The term "omnidirectional" applies to the three dimensional spherical wave pattern this ideal sound source would generate. This term has been abused in recent years by being applied to speakers that do not technically qualify as omnidirectional. Some have been omnidirectional only over a very narrow frequency bandwidth and most are not omnidirectional at any frequency. As a consequence, there has been little industry or consumer excitement over speakers which have been introduced and labeled "omnidirectional". It is essential for true and valid omni-directionality that two conditions be met: (1) Omni-directionality at all frequencies, and (2) equal energy radiation in all directions-up, down, left, right, forward and backward. Omni-directionality is NOT a substitute for other high fidelity specifications; it cannot compensate for poor frequency response or high distortion.
It is of no advantage unless applied to wide frequency bandwidth. However, when the traditional high fidelity values of flat frequency response, low distortion, and wide bandwidth are embodied in a truly omnidirectional speaker, a major improvement in sound reproduction is achieved; the close approximation of the mythical ideal speaker, a Spherical Sound Source.

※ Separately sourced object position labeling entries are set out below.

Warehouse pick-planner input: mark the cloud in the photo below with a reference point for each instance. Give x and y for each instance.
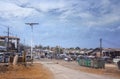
(10, 10)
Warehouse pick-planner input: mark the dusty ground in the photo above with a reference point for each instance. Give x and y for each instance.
(36, 71)
(110, 70)
(63, 72)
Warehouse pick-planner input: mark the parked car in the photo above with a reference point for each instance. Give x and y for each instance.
(107, 59)
(116, 60)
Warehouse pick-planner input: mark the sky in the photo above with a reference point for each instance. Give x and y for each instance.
(65, 23)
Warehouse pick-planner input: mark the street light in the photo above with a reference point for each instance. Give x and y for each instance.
(31, 24)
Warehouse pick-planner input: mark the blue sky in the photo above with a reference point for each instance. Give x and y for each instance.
(67, 23)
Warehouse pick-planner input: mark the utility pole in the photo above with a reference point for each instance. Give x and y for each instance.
(31, 25)
(100, 47)
(8, 40)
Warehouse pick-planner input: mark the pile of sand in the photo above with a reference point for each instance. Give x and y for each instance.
(36, 71)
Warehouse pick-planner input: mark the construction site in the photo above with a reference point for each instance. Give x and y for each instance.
(17, 63)
(59, 39)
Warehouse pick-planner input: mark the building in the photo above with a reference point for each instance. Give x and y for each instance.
(11, 43)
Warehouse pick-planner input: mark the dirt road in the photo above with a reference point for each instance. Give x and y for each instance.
(61, 72)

Like all other historical advances in the art of high fidelity, true omni-directionality provides a greater degree of musical realism and increases the aural perception of the listener.
The psycho-acoustic effects of a stereo pair of true Spherical Sound Sources requires many hours of acclimatization, but once the listener's ear has accepted the more complicated aural impulses, the result is the most realistic perception of sound reproduction possible.
It has become a well known fact in recent years, even among audio consumers, that a speaker providing the listener with a combination of direct and reverberant sound imparts a greater sense of spaciousness and realism to the listening room. A truly omnidirectional speaker carries this concept many steps further by providing the maximum possible reverberant field effect, i.e., the ratio of reflected energy from an omnidirectional speaker arriving at the ear from all directions, milli-seconds after the direct input, imparts an ambience and realism to the reproduced signal unequalled by any direct or partially reflective speaker.
The amount of reverberant field effect of any speaker is determined by the amount of dispersion, especially of mid and high frequency energy, the amount of reflective versus absorbent surfaces in a listening room, and the speaker's position in relation to those reflective surfaces. In order to effectively utilize the maximum effect of reverberant field in an acceptable listening environment, a speaker must be able to accurately supply the listener's ear with two distinctly different and separately perceived aural inputs: the transient information and the tonal information.
The transient wave form provides the brain with bits of purely digital information. The time of first arrival of the transient at each ear is compared and the difference between these two arrival times provides a directional analysis and the greater part of the stereo image. Without proper transient information the stereo image becomes distorted, possibly through exaggeration of the size of the image, possibly through a minimization of the difference between channels.
The tonal information provides the brain with the actual musical overtones. The ear has the ability to act as a Fourier Analyzer and to separate all the complex tonal input into its actual frequency content. Even the most complicated harmonic structures and overtones are individually analyzed and then transmitted separately to the proper information processing sections of the brain, where the listener enjoyment of the reproduced musical signal occurs.
As long as a speaker provides transient information that can be accurately identified by the ear, the presence of a reverberant field effect serves to multiply and enhance the tonal input from the original musical signal allowing the brain a longer period to identify and enjoy the complexities of the musical overtones. Therefore, the greater the reverberant field, the greater the psycho-acoustic pleasure becomes.
The lack of accurate transient response from the speaker, or an unusual listening environment that would provide an extreme saturation of reflected sounds (the opposite of an anechoic chamber) could result in a muddy or blurred sound.
The problem of transient information can be overcome with proper speaker design and an unduly high percentage of reflected sound would never be a problem in a normal listening room.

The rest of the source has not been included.